Cible symbolique par excellence, elle n’avait pas compris qu’elle était  d’abord un instrument d’Idriss Deby qui fit le choix d’organiser sa montée en puissance pour mieux l’employer ensuite pour casser l’ ascension de personnalités politiques, de même qu’elle fut utilisée comme dérivatif, exutoire d’un malaise clanique. Mais, aujourd’hui, la voilà isolée, reléguée dans l’espace domestique, par la seule manifestation d’un autre désir du président sultan, une véritable descente aux enfers organisée par Idriss Deby qui  réussit à ressouder sa famille(Le Prince est bon, c’est son entourage qui est mauvais, n’est ce pas ?) Une famille qui est au cœur de sa stratégie politique, et désormais prête et acquise au devoir familial et politique de faire honneur et rendre tous les hommages à Amani Moussa HILAL. Celle-ci est le socle de sa nouvelle fusion politique avec le régime soudanais comme l’ a démontré encore sa présence à la cérémonie d’installation de l’Autorité Régionale pour le Darfour à El Fasher en présence des autorités qataries qui, à cette occasion, ont donné un financement de 2 milliards de dollars au Soudan en faveur de projets dans la région..

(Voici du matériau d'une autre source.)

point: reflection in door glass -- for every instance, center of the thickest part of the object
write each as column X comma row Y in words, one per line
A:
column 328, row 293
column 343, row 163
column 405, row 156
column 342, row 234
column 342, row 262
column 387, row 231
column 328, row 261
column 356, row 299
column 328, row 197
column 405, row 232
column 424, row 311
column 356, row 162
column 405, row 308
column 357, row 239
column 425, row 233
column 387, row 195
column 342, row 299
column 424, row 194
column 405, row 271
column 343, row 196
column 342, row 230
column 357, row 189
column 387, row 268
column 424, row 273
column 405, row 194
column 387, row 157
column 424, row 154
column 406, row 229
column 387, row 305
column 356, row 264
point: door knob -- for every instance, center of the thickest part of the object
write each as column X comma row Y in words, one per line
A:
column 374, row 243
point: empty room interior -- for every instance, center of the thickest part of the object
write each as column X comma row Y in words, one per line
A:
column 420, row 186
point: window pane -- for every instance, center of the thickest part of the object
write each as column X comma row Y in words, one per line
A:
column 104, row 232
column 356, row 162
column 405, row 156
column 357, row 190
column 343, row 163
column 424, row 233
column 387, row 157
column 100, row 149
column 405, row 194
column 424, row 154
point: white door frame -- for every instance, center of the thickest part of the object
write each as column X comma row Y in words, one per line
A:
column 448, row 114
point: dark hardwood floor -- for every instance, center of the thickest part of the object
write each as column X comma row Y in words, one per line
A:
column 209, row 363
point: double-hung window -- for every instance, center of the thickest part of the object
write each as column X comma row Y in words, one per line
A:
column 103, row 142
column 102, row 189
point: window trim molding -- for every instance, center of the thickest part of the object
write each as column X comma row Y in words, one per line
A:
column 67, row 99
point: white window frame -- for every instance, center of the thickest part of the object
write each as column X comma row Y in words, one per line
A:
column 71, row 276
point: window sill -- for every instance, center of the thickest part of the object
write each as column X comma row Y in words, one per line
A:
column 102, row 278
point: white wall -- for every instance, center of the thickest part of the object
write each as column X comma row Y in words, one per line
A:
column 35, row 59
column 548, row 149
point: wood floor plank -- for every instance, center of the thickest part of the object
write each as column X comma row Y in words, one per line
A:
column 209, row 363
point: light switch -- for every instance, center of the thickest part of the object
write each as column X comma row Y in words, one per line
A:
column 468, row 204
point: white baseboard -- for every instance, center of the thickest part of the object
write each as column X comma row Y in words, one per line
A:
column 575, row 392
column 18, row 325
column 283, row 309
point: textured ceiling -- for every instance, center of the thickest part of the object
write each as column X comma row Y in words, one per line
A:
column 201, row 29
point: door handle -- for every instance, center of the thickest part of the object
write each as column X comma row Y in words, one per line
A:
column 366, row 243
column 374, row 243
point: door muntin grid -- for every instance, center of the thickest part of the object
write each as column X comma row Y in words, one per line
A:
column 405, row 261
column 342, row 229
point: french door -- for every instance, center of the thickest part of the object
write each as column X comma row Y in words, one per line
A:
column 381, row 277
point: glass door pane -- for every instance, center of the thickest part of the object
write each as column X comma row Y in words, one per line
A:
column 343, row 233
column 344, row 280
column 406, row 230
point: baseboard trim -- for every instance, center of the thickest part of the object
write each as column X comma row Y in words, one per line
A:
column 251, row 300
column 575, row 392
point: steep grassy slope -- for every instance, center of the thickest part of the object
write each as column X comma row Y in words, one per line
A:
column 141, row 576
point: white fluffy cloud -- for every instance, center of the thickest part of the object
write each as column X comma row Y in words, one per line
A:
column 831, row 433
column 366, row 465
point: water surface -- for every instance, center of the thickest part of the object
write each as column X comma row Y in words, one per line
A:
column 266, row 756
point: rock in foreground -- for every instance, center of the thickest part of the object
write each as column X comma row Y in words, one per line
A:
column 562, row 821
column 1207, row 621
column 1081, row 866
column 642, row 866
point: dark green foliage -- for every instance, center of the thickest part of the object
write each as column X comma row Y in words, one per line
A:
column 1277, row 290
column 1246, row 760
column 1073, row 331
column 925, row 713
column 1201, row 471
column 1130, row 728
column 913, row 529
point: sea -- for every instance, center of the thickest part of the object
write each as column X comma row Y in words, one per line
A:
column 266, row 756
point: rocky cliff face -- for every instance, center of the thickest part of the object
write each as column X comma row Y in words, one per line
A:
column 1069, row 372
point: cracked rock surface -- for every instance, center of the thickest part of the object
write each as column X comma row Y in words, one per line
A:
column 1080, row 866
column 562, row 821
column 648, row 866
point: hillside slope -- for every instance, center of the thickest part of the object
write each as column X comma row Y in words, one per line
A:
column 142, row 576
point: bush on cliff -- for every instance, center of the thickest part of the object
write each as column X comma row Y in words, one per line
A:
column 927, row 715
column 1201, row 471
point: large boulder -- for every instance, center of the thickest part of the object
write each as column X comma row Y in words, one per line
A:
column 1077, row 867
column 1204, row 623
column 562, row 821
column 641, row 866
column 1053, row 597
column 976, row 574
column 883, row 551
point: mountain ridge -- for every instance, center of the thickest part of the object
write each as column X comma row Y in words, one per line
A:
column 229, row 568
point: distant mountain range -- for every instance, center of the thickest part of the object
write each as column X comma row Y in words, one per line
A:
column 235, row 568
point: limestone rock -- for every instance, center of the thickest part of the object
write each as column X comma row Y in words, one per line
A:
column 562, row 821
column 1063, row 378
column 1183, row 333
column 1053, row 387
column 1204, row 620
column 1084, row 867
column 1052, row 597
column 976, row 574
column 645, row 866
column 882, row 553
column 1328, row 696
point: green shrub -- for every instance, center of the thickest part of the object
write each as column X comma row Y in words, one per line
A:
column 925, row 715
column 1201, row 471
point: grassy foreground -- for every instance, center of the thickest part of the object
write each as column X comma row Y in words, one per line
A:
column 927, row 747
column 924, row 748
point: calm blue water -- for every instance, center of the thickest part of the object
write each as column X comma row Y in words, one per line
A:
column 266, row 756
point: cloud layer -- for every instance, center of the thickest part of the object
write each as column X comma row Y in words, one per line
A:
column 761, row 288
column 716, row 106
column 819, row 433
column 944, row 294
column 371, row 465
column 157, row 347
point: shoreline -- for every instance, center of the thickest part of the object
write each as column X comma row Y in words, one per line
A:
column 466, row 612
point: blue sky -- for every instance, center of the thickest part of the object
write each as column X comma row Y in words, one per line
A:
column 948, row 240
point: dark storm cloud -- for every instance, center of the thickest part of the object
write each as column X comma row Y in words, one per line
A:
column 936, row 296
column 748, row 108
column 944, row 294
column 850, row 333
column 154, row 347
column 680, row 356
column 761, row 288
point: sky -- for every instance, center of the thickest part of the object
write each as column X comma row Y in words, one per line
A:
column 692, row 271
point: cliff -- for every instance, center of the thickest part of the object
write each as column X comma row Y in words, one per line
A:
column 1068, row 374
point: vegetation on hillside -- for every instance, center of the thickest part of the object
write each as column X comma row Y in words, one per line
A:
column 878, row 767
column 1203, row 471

Le statut de première dame résulte du fait du prince, souvent les femmes ont été des proies, des trophées comme d’autres attributs et manifestations du pouvoir illimité du chef. Les femmes ont été aussi la manifestation d’un rapport de force brutal, si ce rapport repose bien entendu sur  la subordination de la femme, il ne la concerne pas seule et relève aussi de la gestion du pouvoir. On doit se souvenir que le régime d’Idriss Deby s’est illustré par l’utilisation des femmes comme instrument d’humiliation et de domination politique tant à l’égard d’opposants que de collaborateurs ou de rivaux potentiels (pratiques d’enlèvement de jeunes filles et de viols comme arme de guerre).Tantôt trophée, tantôt instrument d’alliance ou instrument d’humiliation, Idriss Deby avait compris que les femmes pouvaient  jouer un rôle important dans les rapports de compétition entre clans. Hinda, quant à elle, avait cru à cette fiction moderne du « couple présidentiel » alors qu’elle vivait dans une société ultra conservatrice et parfois littéralement bloquée par des archaïsmes où l’idée même du couple ne fait pas partie de l’univers conceptuel du tchadantropus qui est resté celui des sociétés médiévales où les femmes étaient des outils et non des acteurs politiques . C’est la conception  mais aussi la pratique politique d’Idriss Deby,  président sultan de son état. Faute de l’avoir compris à temps ou coupable d’avoir fermé les yeux sur la face hideuse de ce pouvoir, se contentant d’en profiter au maximum, elle en paie le prix aujourd’hui. Piquant et choquant, étonnant et désespérant, cynique et cruel épisode de la trajectoire d’une première dame qui s’est inscrite avant tout dans une stratégie d’opportunisme politique  et qui, croyant régner sur le Tchad, se voit détrôner par une femme qui n’y a jamais mis les pieds auparavant, parce que tel en a été le Bon Plaisir du Roi.